今回のFOMCの結果を受けたドル円の動きはこれまで大きく積みあがり過ぎたドルショートの巻き戻しが一変に出ただけという冷めた見方もあり、週明けの相場でそれを確かめることが重要になってきていることを感じさせられます。

また18日のNYタイムの相場でも見られたとおりFRBの要人がテーパリングなどについて積極的な発言をすれば短期的に相場は上昇するものの、米株が大きく下落しはじめると逆にドル円はそれにつられて下落するという動きも顕在化していますからチャート形状だけで上方向に動くと断定するのはいささか危険な状況です。

あくまでも上下双方向に動くことに対応できるようにしておきたいところです。

ドル円1時間足

ユーロドルは引き続き下方向に注意

Photo Reuters. http://a.msn.com/01/ja-jp/AAL8lO2?ocid=st

FOMCでドル円とともに下落に転じたユーロドルはFOMCの政策発表直後からドル円同様、ドル高にシフトしました。

ただユーロはその後、全く戻りが鈍い状況でドル円とは明らかに異なる動きを示現していることがわかります。

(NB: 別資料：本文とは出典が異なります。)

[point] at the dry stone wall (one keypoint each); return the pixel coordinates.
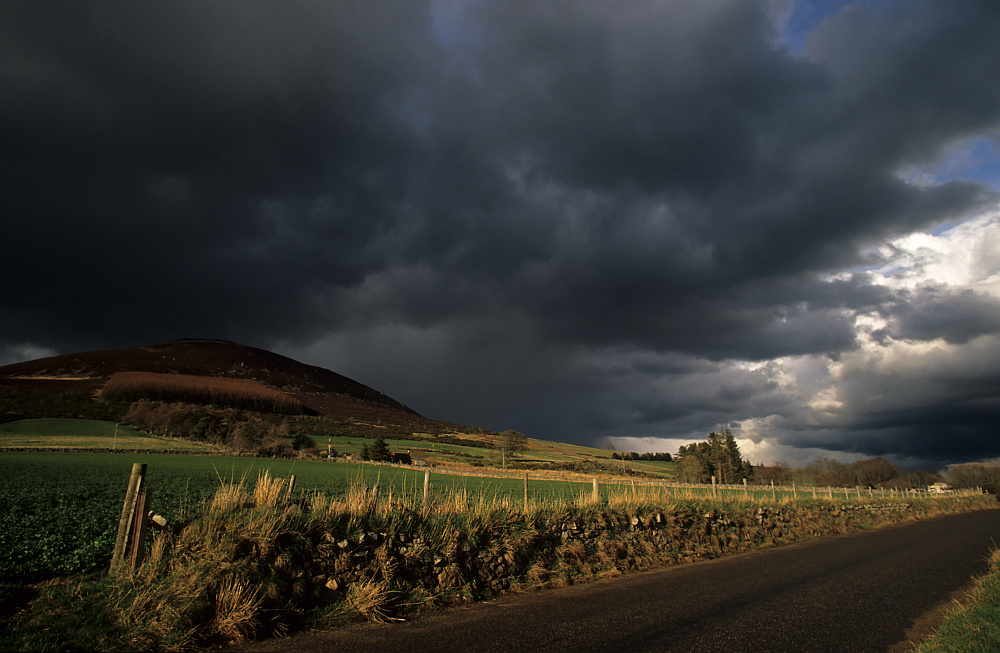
(571, 545)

実は17日実質的にECBを動かしている戦略決定の中枢とされるレーン理事が9月9日のECB理事会までにパンデミック緊急購入プログラム・通称PEPPを簡単に終わらせるのは時期尚早という見方を示しています。

場合によってはECBのほうがFRBよりもテーパリングの開始が後になるのではないかといった見方が市場に広がりつつあることが対ドルでユーロの戻りを鈍くさせている可能性があるようです。

ユーロドル4時間足

市場は相当先の話であっても中央銀行が金融緩和を終了させようとする内容を示唆したたびに過剰に反応するようになっており、その中央銀行間のコントラストが通貨ペアの動きとして色濃く示現するようになってきています。

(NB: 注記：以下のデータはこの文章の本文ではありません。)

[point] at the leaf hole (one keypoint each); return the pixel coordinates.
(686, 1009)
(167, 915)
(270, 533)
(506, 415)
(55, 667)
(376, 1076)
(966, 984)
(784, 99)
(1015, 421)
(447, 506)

そういう意味ではユーロドルはドルのほうがはるかに早く緩和を終了する可能性を市場が強く感じていることが足もとの動きを示現する強力なドライバーとなっているのは間違いなさそうで、市場に新たなドライバーが出現するまではこうした状況が続く可能性を考えておく必要がありそうです。

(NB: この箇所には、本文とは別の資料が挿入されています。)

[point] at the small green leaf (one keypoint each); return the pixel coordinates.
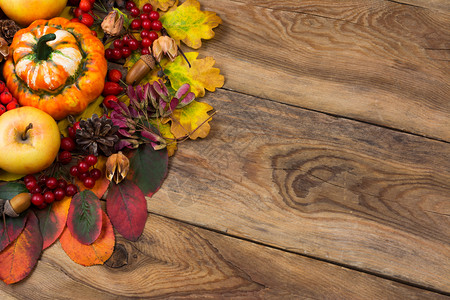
(93, 108)
(11, 189)
(148, 168)
(85, 217)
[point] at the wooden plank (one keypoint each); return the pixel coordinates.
(441, 5)
(381, 63)
(337, 189)
(175, 260)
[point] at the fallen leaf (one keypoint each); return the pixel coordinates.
(52, 220)
(14, 227)
(191, 120)
(200, 76)
(84, 219)
(127, 208)
(101, 184)
(189, 24)
(94, 254)
(20, 257)
(148, 168)
(164, 130)
(163, 5)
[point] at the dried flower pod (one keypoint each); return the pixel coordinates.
(113, 23)
(165, 45)
(17, 204)
(117, 167)
(4, 49)
(141, 68)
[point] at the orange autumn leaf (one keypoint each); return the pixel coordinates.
(52, 220)
(20, 257)
(94, 254)
(101, 185)
(191, 120)
(163, 5)
(189, 24)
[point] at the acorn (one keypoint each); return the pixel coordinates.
(141, 68)
(18, 204)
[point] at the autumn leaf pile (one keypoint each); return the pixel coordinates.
(84, 224)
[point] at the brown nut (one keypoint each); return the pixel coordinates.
(18, 204)
(141, 68)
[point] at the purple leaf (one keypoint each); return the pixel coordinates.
(161, 89)
(125, 132)
(173, 104)
(186, 100)
(182, 90)
(131, 93)
(122, 144)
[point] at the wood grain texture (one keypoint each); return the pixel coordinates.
(376, 61)
(173, 260)
(332, 188)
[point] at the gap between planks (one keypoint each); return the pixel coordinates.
(349, 267)
(336, 116)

さらに英国では完全に新型コロナ感染が終焉を迎えたように見えたものの、直近では変異株の感染が再拡大しつつあり、これも対ドルでの上昇を抑止する材料につながっていることからドルは対主要通貨で強含む展開が続きそうな気配となっているようです。

シーズナルサイクルとの乖離具合のチェックも忘れずに

ドルインデックスのシーズナルサイクルとしては7月、8月は下落傾向になることが示されていますので、今年もここからこうした動きに回帰していくのか全く新たな動きを示現していくことになるのかについても注目が集まるところです。

Data EquityClock.com

さすがにFXはシーズナルサイクルだけ信用して売買するわけには行きませんが、季節的な実需の変動要因など我々が気が付かない材料が格納されていることは十分にありますので常にその差分がでるのかどうかはチェックしておくことが肝要になります。

昨年のように新型コロナ発生後にも関わらず株価が暴騰したような相場状況であってもドルインデックスは夏場にしっかり下落していたのが現実で、決して無視できない材料であるともいるのです。